Unlike traditional silicon-based transistors, which struggle with miniaturization and power efficiency at extremely small scales, this new design offers a solution without those constraints.
According to Peng, while US-led sanctions have restricted China’s access to the most advanced silicon-based transistors, the limitations have also driven Chinese researchers to explore alternative solutions.
“While this path is born out of necessity due to current sanctions, it also forces researchers to find solutions from fresh perspectives,” he added.
The study describes how the team developed a gate-all-around field-effect transistor (GAAFET) using bismuth-based materials. This design is a significant departure from the Fin Field-Effect Transistor (FinFET) structure, which has been the industry standard since Intel commercialized it in 2011.

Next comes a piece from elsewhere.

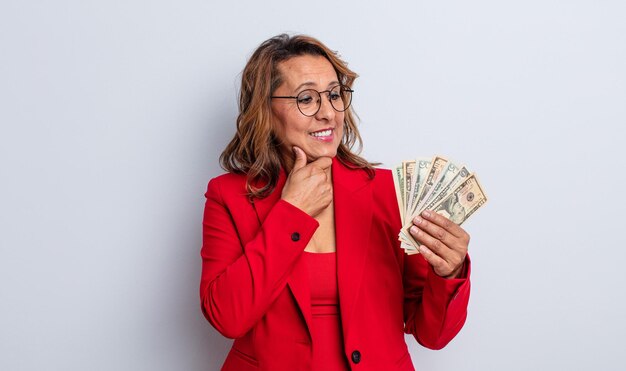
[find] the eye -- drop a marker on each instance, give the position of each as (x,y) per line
(305,98)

The paper in Nature Materials.
Low-power 2D gate-all-around logics via epitaxial monolithic 3D integration | Nature Materials
I do not have a subscription to Nature. I did however listen to a Youtube video on this. It appears that creating a semi conductor out of bismuth is the secret. Bismuth is not a semi conductor but the scientists were able to dope it so that it becomes a semi conductor. While the first lab chips can be a little faster and a little smaller, the potential size can be down in the .5 nano meter. ( 5 angstroms- I think) As the material starts displaying elements of quantum properties at the really small sizes, they can use these properties to run at speeds many times faster than silicon.
Of course there are no manufacturing systems and no usable chips have ever been created. Still if it can be made economically it would be a big jump in computing.